A campanha do ruído
Helena Garrido
A campanha eleitoral que devia servir para todos - políticos e cidadãos - se prepararem para os tempos extremamente difíceis que aí vêm está transformada numa gritaria.
Todos gostaríamos muito de ouvir falar do futuro. Em vez disso, somos massacrados com o passado e com dissimulações do acordo de assistência financeira.
É lamentável, mas o partido que mais tem marcado o tom ruidoso e opaco deste início de campanha eleitoral é o PS. Sem outras propostas que não sejam mais do mesmo (como a aposta nas renováveis - que nos está a sair caríssima -, que, quem sabe um dia, serão viáveis), os socialistas ocupam o resto do tempo a perseguir as propostas dos outros, com marcação cerrada do PSD.
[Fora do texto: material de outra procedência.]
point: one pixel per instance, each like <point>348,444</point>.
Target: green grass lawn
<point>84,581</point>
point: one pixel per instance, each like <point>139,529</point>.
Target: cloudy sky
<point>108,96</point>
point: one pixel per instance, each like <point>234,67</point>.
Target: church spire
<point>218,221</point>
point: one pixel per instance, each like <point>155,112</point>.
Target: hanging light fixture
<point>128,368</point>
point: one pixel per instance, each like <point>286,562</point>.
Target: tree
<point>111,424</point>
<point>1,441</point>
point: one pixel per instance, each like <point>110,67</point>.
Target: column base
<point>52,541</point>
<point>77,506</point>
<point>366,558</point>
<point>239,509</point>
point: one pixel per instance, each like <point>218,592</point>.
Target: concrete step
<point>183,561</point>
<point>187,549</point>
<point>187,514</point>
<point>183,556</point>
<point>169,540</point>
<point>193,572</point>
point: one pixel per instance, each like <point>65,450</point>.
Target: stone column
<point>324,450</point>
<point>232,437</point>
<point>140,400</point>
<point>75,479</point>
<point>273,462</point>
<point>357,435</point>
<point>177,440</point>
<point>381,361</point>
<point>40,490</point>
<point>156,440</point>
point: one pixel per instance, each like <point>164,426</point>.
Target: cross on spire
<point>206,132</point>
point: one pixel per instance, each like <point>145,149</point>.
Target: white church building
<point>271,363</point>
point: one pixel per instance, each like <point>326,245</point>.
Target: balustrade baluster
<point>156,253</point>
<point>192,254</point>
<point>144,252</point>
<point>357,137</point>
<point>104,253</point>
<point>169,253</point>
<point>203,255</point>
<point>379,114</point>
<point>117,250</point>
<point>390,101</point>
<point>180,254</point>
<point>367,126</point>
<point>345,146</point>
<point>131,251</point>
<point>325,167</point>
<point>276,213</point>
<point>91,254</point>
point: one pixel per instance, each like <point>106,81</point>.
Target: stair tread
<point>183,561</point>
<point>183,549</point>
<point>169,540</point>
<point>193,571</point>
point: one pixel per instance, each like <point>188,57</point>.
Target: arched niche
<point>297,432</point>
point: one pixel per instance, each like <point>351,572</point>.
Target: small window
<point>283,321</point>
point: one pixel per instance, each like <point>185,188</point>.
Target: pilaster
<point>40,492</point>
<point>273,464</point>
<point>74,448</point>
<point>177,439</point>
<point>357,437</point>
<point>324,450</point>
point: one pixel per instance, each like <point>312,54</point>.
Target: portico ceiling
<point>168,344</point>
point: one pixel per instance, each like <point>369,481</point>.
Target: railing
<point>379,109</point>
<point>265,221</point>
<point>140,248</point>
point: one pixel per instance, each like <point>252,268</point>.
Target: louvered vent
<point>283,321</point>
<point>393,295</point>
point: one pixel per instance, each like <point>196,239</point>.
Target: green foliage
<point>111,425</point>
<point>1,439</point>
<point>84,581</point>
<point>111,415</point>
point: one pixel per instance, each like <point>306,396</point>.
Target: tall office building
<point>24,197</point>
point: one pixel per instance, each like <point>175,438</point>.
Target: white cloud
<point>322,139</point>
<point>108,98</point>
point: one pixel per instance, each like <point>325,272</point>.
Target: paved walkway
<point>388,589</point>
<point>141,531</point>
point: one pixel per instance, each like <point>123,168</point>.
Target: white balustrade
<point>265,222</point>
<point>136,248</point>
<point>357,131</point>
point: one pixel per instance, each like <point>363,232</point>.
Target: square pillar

Compreende-se obviamente a táctica. O PS está totalmente dependente da energia, agressividade e combatividade do líder. Há seis anos no poder, acumulou, como já tinha acontecido com o PSD de Aníbal Cavaco Silva, um batalhão de dependentes de lugares nos gabinetes, no Parlamento, na Administração Pública e nas empresas públicas. Muitos não terão lugar no sector privado, muito menos em tempos de elevado desemprego e de maior exigência às empresas. E os que podem contribuir com ideias estão cansados e sem energia.
O caso da Taxa Social Única é um bom exemplo de desinformação.
Comecemos pelos factos.
Os dois documentos assinados que concretizam o acordo entre o PS, PSD e CDS/PP e a União Europeia e o FMIconsagram como objectivo a redução do custo do trabalho e o aumento da competitividade. O Memorando de Entendimento diz logo na primeira página, relativa à política orçamental para 2012, que o Orçamento do Estado do próximo ano "incluirá um reajustamento neutral do sistema fiscal", tendo em vista esse objectivo. E estabelece o próximo mês de Outubro como data para a apresentação da proposta.
Mais pormenorizado, o Memorando para as Políticas Económicas e Financeiras consagra que o aumento da competitividade vai envolver "uma redução significativa das contribuições para a Segurança Social suportada pelo empregador". As medidas para anular a redução da receita, afirma-se no documento, "podem incluir alterações na estrutura e nas taxas do IVA, cortes adicionais e permanentes nas despesas e subidas de outros impostos que não tenham efeitos adversos na competitividade".
E foi exactamente o que se acabou de ler que foi assinado pelos três partidos. Todos concordaram em baixar as contribuições para a segurança social, compensando a quebra de receitas com aumento de impostos ou redução de despesas. E todos se comprometeram a fazer isso já com efeitos em 2012. Para se ser ainda mais claro: no próximo ano, as contribuições para a segurança social pagas pelos empregadores serão mais baixas e isso terá de ser compensado com mais impostos ou menos gastos.
Como a subida de impostos, com especial relevo para o IVA, tem efeitos mais rápidos e seguros do que os cortes de despesa pública, devemos todos estar preparados para um aumento da carga fiscal.
O PSD tem sido mais claro do que o PS. Clarificou ontem que vai reestruturar o IVA, significando que alguns produtos de taxa reduzida ou intermédia vão passar para a taxa máxima. Evitou dizer a verdade dura e crua: a carga fiscal vai aumentar. Quem nada diz é o PS.
No mundo ideal, PS e PSD estariam já a preparar os portugueses para os tempos extremamente difíceis que vão viver, para que todos se começassem a prevenir. Em vez disso, ouvimos apenas ruído. Que só não é desinformação total porque o PSD se aproxima do que vai ser a realidade. Faltam menos de quatro semanas para a campanha eleitoral acabar. A realidade cairá em cima de nós sem dó nem piedade, em Junho.